Add value to the Option in selectbox, right now there is no value passing from the fetch_select()
After i searched for this solution on this site, nothing i found. Here is basic php code, just for testing.
index.php
<input type="checkbox" name="chk" id="chk" value="1" />
<button type="button" name="" id="submit">TEST</button>
<script src="https://ajax.googleapis.com/ajax/libs/jquery/3.2.1/jquery.min.js"></script>
<script>
$(document).ready(function(){
$('#submit').click(function(){
var check = $('#chk').val();
$.ajax({
url:"qry.php",
method:"POST",
data: {check:check},
success:function(data)
{
//alert(data);
window.location.reload();
}
});
});
});
</script>
qry.php
<?php
$servername = "localhost";
$username = "root";
$password = "";
$dbname = "check";
// Create connection
$connect = new mysqli($servername, $username, $password, $dbname);
// Check connection
if ($connect->connect_error) {
die("Connection failed: " . $connect->connect_error);
}
if($_REQUEST['chk'] == true){
$stok = '1';
}
elseif ($_REQUEST['chk'] == false) {
$stok = '0';
}
$query = "INSERT INTO test(checked) VALUES('$stok')";
$result = mysqli_query($connect, $query);
if ($result === TRUE) {
echo "Zahtev je uspešno poslat!";
} else {
echo "Error: " . $query . "<br>" . $connect->error;
}
?>
How to set checkbox checked true or false into mysql and then echo if in html? It's always set to 0 in mysql boolen.
<input type="hidden" name="chk" id="chk" value="1" <?php if ($checked == '1') {echo 'checked';} else {} ?>/>
I tried everything from this site and nothing works.
Try this Jquery. This will get rid of the always value 1 problem you're having. What this code does is when you click on the "submit" button it check the status of your check box. If the check box is checked then the code will take the checked check box value and send that in the ajax function if it's not checked then the value 0 get assigned and that will be sent using the ajax.
Doing this will reduce the work has to be done by the back end PHP. I also made some changes to your PHP code as well.
$(document).ready(function() {
$(document).on('click', '#submit', function() {
if ($("#chk").is(":checked")) {
var chk = $('#chk').val();
}else{
chk = 0;
}
$.ajax({
url: "qry.php",
method: "POST",
data: {
check: chk
},
success: function(data) {
//alert(data);
window.location.reload();
}
});
});
})
<script src="https://ajax.googleapis.com/ajax/libs/jquery/2.1.1/jquery.min.js"></script>
<input type="checkbox" name="chk" id="chk" value="1" />
<button type="button" name="" id="submit">TEST</button>
You will see that the way I'm inserting the data is a bit different from the way you have done. I'm using mysqli_ prepared statements which makes SQL injection a hard to do.
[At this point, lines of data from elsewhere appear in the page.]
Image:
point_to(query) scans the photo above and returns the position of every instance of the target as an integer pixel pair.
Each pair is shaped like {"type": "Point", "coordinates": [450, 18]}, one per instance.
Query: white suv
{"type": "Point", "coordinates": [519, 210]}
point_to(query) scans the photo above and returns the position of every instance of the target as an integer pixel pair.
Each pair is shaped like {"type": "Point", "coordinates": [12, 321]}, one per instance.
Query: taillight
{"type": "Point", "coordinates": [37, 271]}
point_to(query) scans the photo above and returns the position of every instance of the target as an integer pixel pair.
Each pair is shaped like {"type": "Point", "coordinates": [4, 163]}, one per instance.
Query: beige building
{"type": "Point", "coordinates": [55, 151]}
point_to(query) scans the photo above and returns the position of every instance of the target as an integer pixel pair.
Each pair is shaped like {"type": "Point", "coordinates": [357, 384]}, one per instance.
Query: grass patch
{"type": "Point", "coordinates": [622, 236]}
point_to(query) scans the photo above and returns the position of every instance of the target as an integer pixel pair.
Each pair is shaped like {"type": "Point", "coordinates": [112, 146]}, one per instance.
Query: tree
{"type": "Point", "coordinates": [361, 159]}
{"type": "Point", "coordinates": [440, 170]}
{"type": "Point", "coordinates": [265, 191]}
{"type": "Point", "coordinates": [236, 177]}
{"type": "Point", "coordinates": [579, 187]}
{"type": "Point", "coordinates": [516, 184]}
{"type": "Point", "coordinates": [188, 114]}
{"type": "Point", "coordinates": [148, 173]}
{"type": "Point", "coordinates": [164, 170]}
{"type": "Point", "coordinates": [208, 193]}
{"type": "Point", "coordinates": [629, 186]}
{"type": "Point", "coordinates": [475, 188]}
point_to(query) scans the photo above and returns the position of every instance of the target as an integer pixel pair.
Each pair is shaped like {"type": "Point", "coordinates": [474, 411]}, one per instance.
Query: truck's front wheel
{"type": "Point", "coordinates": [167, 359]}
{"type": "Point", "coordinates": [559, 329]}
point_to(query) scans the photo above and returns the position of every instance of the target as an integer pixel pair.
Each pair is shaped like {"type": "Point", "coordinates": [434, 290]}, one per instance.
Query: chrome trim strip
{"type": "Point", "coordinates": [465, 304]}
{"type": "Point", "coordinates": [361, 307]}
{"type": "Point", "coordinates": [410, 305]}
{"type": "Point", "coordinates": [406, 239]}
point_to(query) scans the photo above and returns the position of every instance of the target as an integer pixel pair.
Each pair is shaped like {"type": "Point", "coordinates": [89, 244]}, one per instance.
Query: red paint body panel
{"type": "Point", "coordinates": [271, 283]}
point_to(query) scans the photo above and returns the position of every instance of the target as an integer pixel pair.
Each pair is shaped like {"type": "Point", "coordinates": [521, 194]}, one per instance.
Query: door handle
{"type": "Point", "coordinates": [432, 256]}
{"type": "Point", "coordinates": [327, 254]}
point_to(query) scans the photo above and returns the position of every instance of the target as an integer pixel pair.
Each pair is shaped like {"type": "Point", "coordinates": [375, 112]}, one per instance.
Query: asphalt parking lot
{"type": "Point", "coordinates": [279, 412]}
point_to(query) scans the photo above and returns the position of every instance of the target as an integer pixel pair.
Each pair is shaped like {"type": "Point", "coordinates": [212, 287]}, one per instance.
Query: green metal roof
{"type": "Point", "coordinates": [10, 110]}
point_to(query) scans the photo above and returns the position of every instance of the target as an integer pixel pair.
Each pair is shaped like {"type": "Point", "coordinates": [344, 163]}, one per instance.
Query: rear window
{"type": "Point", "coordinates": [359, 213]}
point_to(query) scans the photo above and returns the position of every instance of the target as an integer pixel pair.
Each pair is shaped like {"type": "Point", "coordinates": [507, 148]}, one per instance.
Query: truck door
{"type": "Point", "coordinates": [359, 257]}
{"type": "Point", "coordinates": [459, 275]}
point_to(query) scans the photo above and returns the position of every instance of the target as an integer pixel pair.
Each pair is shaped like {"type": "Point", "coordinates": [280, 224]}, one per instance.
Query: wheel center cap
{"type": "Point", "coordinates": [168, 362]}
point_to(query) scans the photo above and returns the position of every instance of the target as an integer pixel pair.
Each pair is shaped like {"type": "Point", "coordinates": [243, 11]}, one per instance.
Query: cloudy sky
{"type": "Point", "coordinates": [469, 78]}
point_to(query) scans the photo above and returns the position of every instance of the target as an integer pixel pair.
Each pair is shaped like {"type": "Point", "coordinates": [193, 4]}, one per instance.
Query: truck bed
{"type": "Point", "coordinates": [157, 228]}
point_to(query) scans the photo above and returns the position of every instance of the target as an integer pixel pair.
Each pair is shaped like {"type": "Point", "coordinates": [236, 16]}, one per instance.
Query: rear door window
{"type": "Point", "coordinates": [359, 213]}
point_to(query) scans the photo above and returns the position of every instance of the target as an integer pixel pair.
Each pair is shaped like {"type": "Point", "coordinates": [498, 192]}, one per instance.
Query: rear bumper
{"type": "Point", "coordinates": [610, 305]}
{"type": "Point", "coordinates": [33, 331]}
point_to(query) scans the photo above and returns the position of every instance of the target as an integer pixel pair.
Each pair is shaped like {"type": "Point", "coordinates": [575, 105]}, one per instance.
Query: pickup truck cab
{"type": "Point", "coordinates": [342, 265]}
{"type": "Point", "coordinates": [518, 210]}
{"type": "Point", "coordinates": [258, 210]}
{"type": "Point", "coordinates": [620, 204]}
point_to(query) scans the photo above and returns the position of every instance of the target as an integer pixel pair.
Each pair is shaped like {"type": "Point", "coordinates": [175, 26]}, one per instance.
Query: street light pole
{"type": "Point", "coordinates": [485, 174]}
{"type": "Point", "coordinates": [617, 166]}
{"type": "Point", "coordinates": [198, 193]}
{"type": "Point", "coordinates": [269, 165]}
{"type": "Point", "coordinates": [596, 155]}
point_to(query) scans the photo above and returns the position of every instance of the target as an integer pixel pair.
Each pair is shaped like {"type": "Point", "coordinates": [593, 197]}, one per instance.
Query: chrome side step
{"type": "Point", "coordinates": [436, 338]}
$query = $connect -> prepare("INSERT INTO test(checked) VALUES (?)";
$query -> bind_param("i", $_REQUEST['check']);
if ($query -> execute()) {
echo "Zahtev je uspešno poslat!";
} else {
echo "Error: " . $query . "<br>" . $connect->error;
}
jsFiddle if you want to test it.
You write the value into check, but read it back from $_REQUEST['chk']. That won't work. Change that to $_REQUEST['check'].
You are using val() to get the state of the checkbox, you should use checked.
Also, you are possibly open to SQL injection, start using prepared statements.
Add another line while sending the AJAX request.
While sending the value of checkbox, send 1 or 0.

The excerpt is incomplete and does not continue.